Apache Beam: Ways to join PCollections

Reading Time: 4 minutes

Joining multiple sets of data into a singular entity is very often when working with data pipelines. In this blog, We will cover how we can perform Join operations between datasets in Apache Beam. There are different ways to Join PCollections in Apache beam –

  1. Extension-based joins
  2. Group-by-key-based joins
  3. Join using side input

Let’s understand the above different way’s to perform Join with examples. We have two data sets/CSV files of mall customers’ income data and corresponding mall customers’ spending scores. The structure of the datasets –

Mall customers income dataset

CustomerID,Gender,Age,Annual Income (k$)

0001,Male,19,15

Mall customers spending score dataset –

CustomerID,Spending Score (1-100)

0001,39

  • Extension-based joins
  • Beam supplies a Join library which is useful to perform Join operations. But the data still needs to be prepared before the join. Now, the first task is to read both the datasets in PCollection key-value object.

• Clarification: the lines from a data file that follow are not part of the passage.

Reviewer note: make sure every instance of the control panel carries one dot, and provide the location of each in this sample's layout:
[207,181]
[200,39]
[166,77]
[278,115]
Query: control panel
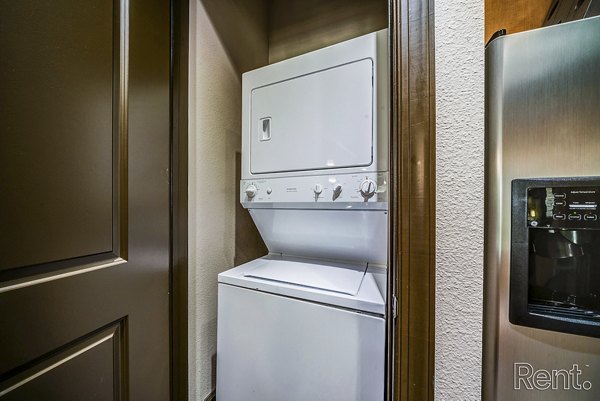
[341,190]
[563,207]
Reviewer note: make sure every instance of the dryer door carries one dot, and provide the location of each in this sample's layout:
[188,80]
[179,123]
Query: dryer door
[321,120]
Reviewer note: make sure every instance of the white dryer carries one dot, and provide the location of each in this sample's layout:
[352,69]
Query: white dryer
[307,321]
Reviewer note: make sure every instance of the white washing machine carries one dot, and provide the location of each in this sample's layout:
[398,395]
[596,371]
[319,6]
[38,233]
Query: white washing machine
[307,321]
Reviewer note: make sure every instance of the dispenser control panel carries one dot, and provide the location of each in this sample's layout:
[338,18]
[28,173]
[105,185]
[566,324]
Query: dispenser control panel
[342,190]
[563,207]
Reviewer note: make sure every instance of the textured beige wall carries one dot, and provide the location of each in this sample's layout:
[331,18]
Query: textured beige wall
[214,138]
[459,81]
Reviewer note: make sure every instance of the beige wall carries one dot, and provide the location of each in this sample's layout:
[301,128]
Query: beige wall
[227,38]
[214,140]
[459,87]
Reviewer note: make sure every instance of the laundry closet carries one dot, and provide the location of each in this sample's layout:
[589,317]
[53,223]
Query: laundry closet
[227,39]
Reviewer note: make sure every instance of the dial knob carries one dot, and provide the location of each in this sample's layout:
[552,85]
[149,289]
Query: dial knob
[368,188]
[251,191]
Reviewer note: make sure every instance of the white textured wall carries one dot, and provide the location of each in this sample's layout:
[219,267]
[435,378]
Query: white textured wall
[459,76]
[214,136]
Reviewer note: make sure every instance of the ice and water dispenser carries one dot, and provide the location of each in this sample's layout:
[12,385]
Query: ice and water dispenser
[555,254]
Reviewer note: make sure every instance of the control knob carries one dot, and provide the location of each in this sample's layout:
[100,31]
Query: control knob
[337,191]
[251,191]
[368,188]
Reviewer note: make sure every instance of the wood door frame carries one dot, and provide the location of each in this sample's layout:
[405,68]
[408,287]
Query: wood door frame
[411,279]
[179,199]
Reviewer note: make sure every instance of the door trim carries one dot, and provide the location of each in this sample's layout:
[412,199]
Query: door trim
[179,199]
[411,337]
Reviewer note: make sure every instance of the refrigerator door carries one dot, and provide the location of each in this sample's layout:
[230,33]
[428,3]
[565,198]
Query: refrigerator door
[273,348]
[542,121]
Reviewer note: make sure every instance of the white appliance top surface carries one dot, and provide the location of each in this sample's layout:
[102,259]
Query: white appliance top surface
[341,278]
[350,286]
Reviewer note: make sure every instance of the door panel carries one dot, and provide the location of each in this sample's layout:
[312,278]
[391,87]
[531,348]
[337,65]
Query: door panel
[84,208]
[57,75]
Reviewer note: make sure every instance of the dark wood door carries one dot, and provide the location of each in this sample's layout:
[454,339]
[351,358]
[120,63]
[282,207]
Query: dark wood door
[84,200]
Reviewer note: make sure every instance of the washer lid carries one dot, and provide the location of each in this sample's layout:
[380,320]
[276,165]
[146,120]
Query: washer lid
[335,277]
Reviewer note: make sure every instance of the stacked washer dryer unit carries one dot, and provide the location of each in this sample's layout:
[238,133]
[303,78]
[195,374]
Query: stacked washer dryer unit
[307,321]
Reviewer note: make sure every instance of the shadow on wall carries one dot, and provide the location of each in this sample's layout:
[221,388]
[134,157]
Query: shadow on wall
[248,243]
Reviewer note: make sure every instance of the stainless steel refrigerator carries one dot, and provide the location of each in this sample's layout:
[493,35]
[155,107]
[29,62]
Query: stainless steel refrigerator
[542,246]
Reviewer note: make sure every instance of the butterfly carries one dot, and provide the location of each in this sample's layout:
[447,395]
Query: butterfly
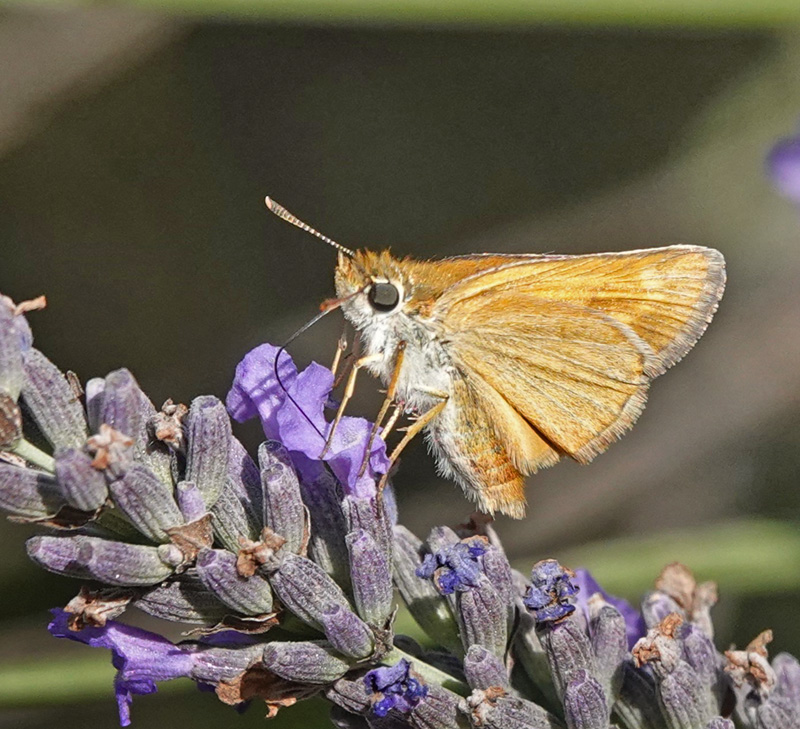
[513,362]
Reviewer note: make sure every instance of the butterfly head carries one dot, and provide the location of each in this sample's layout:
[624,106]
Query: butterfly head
[372,287]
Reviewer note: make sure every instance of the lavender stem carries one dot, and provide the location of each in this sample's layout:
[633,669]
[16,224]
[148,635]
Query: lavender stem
[32,454]
[427,671]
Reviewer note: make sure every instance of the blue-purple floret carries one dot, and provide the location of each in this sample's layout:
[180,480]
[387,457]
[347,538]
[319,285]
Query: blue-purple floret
[551,593]
[456,568]
[393,687]
[141,658]
[783,167]
[587,586]
[237,549]
[295,417]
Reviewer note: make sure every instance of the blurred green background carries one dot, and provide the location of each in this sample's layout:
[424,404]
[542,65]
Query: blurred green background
[137,142]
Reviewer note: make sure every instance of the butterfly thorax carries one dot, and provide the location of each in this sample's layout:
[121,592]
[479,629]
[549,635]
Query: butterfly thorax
[427,367]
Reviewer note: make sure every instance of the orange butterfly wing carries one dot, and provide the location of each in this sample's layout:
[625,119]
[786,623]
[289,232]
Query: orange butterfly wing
[571,342]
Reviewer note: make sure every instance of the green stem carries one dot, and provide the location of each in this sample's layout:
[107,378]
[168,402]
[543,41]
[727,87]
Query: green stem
[430,673]
[33,455]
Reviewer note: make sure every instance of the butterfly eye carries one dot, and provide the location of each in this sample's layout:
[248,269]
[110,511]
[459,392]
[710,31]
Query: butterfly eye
[383,296]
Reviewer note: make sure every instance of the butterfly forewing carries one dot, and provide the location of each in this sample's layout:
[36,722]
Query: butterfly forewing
[666,295]
[570,342]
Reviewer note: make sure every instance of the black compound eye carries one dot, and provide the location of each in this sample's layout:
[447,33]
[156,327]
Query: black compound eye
[383,296]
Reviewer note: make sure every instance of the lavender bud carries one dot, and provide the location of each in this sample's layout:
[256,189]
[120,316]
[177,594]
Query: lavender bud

    Reading mall customers income dataset and creating a PCollection key-value object. CustomerID as a key and
    Corresponding customers Gender as value.

     LOGGER.info("Reading Mall customers income data");
    
            PCollection<KV<String, String>> customerIdGenderKV =
    
     pipeline.apply("ReadingMallCustomersIncome", TextIO.read()
    
              .from("src/main/resources/source/Mall_Customers_Income.csv"))
    
              .apply("FilterHeader", Filter.by(line -> !line.isEmpty() &&
    
                         !line.contains("CustomerID,Gender,Age,Annual Income (k$)")))
    
              .apply("IdGenderKV", MapElements
    
                      .into(TypeDescriptors.kvs(TypeDescriptors.strings(),
    
     TypeDescriptors.strings()))
    
                      .via((String line) -> {
    
                            String[] tokens = line.split(",");
    
                            return KV.of(tokens[0], tokens[1]);
    
                         }));

    Reading mall customers spending score dataset and creating a PCollection key-value object. CustomerID as a key and
    Corresponding customers spending score as value.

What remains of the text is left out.